In a future post, I hope to put flesh on the bare bones of the following intuition-
Regret minimization by means of the multiplicative weights update algorithm is Muth Rational because it preserves diversity. It can easily be incorporated into a first order theory such that 'overlapping consensus' prescriptivity is, so to speak, built in. There is absolutely no good reason why scarce resources should be diverted from doing good into studying false theories which mischievously claim that some people and organizations with expert knowledge who are doing good aren't as 'effective' as some hare-brained scheme invented by an ignorant academic without any expert knowledge.
2 comments:
'In a future post, I hope to put flesh on the bare bones of the following intuition-
Regret minimization by means of the multiplicative weights update algorithm is Muth Rational because it preserves diversity.
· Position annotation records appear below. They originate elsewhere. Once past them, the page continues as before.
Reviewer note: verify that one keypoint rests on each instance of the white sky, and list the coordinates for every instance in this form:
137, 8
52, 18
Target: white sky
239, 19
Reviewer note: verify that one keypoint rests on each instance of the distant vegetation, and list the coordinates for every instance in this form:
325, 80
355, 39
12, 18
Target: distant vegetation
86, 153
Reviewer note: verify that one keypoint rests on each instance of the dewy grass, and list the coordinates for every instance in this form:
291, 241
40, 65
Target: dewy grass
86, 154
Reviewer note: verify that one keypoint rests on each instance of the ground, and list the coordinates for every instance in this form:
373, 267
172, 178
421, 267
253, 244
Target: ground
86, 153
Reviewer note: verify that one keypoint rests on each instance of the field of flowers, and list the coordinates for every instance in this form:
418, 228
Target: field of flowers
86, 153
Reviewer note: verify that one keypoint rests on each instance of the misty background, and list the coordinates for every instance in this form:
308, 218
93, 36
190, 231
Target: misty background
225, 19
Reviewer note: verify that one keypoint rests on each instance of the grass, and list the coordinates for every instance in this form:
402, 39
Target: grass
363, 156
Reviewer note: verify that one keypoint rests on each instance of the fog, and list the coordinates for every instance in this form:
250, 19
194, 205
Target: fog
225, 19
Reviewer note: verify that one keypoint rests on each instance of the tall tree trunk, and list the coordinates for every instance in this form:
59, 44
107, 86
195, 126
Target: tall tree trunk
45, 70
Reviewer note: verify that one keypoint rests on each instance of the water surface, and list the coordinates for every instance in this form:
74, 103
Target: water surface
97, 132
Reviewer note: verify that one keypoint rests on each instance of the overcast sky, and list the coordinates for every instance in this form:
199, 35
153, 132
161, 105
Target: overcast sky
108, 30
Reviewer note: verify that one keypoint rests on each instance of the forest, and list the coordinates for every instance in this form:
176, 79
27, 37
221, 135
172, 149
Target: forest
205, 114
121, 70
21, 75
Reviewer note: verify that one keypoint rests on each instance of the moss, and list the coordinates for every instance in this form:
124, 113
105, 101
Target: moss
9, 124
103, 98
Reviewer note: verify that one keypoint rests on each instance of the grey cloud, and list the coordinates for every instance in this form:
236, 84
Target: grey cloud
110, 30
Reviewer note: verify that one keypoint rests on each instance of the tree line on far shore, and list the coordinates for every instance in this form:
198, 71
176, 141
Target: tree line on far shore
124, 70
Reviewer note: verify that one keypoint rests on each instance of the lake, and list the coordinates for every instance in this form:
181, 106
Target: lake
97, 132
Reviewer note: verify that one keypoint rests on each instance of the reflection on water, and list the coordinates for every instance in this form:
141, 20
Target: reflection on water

It can easily be incorporated into a first order theory such that 'overlapping consensus' prescriptivity is, so to speak, built in.'
Where is the post?
Hi, thanks for the reminder. The basic idea is probably uncontroversial but I was wrong to overstate the case.
There may be a Muth Rational Utility function- see my post on 'Futility of Utility'- corresponding to some mimetic type cheap decision rule which is conditioned by informational/computational constrainsts- but no known algorithm can be Muth rational under Knightian uncertainty because there will always be a better 'ratcheted' Parrando type mechanism.